Life can't be fair all the time, it was a tough decision by the teacher, but we are not privy to the true reasons, your son has learnt a good life lesson (about resilience, fairness, staying positive even in adversity, that not everyone can be chosen or win) so I would spend some time explaining it to him and leave it at that.

In my experience, kids know very well who is on the A team and who is not, so even if the teacher had done a rolling substitution thing, everyone would have known that your DC would not be in the team selected to play in the tournament.

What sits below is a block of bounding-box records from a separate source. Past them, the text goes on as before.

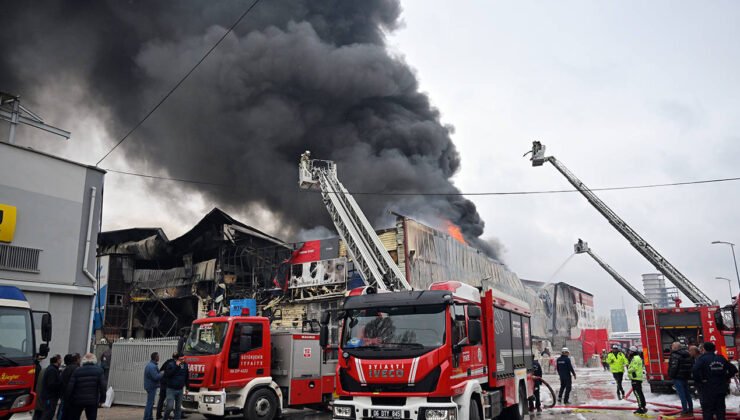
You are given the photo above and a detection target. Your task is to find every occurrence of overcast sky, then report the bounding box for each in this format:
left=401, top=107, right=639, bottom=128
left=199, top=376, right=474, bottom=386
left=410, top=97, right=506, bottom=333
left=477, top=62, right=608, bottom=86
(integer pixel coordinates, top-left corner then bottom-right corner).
left=391, top=0, right=740, bottom=328
left=7, top=0, right=740, bottom=329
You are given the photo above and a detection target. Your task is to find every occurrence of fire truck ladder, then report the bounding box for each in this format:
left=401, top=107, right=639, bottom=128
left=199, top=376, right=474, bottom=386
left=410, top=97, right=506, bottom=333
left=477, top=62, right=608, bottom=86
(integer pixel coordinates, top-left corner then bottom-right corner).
left=298, top=151, right=411, bottom=291
left=530, top=141, right=712, bottom=305
left=573, top=239, right=650, bottom=303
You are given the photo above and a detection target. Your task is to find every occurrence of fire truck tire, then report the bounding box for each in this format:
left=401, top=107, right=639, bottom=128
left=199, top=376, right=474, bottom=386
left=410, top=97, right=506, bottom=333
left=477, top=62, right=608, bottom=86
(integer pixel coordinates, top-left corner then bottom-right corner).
left=244, top=388, right=278, bottom=420
left=468, top=400, right=481, bottom=420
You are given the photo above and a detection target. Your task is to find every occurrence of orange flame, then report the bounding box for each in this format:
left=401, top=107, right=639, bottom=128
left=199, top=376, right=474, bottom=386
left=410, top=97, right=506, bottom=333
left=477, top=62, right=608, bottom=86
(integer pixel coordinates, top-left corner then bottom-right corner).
left=445, top=220, right=468, bottom=245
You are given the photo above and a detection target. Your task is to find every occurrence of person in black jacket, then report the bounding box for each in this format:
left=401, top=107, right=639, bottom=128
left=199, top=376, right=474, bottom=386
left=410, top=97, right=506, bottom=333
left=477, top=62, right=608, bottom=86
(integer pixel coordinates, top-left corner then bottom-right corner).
left=57, top=353, right=80, bottom=420
left=157, top=352, right=177, bottom=420
left=64, top=353, right=108, bottom=420
left=668, top=341, right=694, bottom=416
left=692, top=342, right=737, bottom=420
left=164, top=353, right=190, bottom=420
left=39, top=354, right=62, bottom=420
left=556, top=347, right=576, bottom=405
left=529, top=354, right=542, bottom=413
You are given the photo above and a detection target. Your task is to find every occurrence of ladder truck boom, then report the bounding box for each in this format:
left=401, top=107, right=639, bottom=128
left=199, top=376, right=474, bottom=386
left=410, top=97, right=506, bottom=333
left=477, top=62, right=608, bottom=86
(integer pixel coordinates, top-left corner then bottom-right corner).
left=530, top=141, right=712, bottom=305
left=298, top=151, right=411, bottom=291
left=573, top=239, right=650, bottom=303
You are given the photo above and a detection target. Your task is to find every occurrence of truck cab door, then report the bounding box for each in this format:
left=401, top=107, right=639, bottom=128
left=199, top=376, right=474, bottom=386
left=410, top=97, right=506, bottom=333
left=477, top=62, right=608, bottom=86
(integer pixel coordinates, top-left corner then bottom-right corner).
left=223, top=322, right=270, bottom=386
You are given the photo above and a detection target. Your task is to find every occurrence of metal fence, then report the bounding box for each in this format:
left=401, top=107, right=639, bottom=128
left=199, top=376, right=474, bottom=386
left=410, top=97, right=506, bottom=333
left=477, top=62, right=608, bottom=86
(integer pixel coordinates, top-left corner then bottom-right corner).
left=108, top=337, right=178, bottom=407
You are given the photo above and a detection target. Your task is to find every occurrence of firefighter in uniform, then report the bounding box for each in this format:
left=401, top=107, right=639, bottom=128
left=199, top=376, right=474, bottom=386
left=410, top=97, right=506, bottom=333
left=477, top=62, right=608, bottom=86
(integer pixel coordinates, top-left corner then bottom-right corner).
left=529, top=354, right=542, bottom=413
left=692, top=342, right=737, bottom=420
left=556, top=347, right=576, bottom=405
left=627, top=346, right=647, bottom=414
left=606, top=344, right=628, bottom=400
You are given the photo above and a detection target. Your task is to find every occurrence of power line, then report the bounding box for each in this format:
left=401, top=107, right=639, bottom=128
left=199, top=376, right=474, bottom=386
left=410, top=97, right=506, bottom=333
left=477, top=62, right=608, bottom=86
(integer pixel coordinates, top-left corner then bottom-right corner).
left=105, top=169, right=740, bottom=196
left=95, top=0, right=260, bottom=166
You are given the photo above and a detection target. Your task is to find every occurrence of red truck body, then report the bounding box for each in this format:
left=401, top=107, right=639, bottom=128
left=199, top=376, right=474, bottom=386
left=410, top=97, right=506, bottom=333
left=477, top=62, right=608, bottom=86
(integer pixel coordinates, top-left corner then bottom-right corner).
left=637, top=304, right=728, bottom=392
left=0, top=286, right=51, bottom=420
left=183, top=316, right=335, bottom=418
left=334, top=281, right=533, bottom=420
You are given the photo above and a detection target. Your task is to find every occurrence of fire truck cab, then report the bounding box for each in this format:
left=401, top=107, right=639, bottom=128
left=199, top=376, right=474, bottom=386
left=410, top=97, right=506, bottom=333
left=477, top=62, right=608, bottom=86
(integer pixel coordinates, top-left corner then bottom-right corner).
left=0, top=286, right=51, bottom=420
left=328, top=281, right=533, bottom=420
left=182, top=316, right=336, bottom=419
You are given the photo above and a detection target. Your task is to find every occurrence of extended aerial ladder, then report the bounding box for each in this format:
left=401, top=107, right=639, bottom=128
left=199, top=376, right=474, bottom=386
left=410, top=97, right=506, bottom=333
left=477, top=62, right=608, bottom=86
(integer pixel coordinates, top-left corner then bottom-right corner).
left=298, top=151, right=411, bottom=291
left=529, top=141, right=712, bottom=306
left=573, top=239, right=650, bottom=303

It would have been unforgiveable if your DC had been told not to play any sport whilst his classmates practiced, but if he got a game with the class below, no big deal.

Sorry.

defineme · 10/02/2011 21:32

I love my ds's football team coach. He gives every new parent a lecture about shouting from the sidelines being inappropriate. Any sniff of violence from the kids and they're ejected from the team. It's the most lovely thing-he's an exprofessional player and really believes that sport can turn kid's lives around-he takes the kids that get into trouble at school under his wing and gives them something to care about. they coach the younger kids and feel good about themselves.
It's very inclusive -talented kids get their chance to shine and kids like my ds regularly get player of the day medals for working hard within their limits.

He'd tell BristolJim that he's talking bollocks Grin

jonicomelately · 10/02/2011 21:36

Greythorne.
I think that principle is OK if there were more boys involved. Both my boys play competive sport and know they've to fight for a place in the team. However, excluding one child sends out a really damaging sign to that individual.
Sport is very important to many boys. It's easy for mums to not appreciate that sometimes.

As for my earlier point I do strongly believe that the dads wankers who run along the touchine screaming at their kids to score and shaking their heads at other peoples' children when they make a mistake are killing the game. Obviously BristolJim disagrees but I think the FA and most schools and sports psychologists would concur with me. Certainly in places such as Spain who've had a decent track record of producing great players recently, there is not the same league culture as in the UK.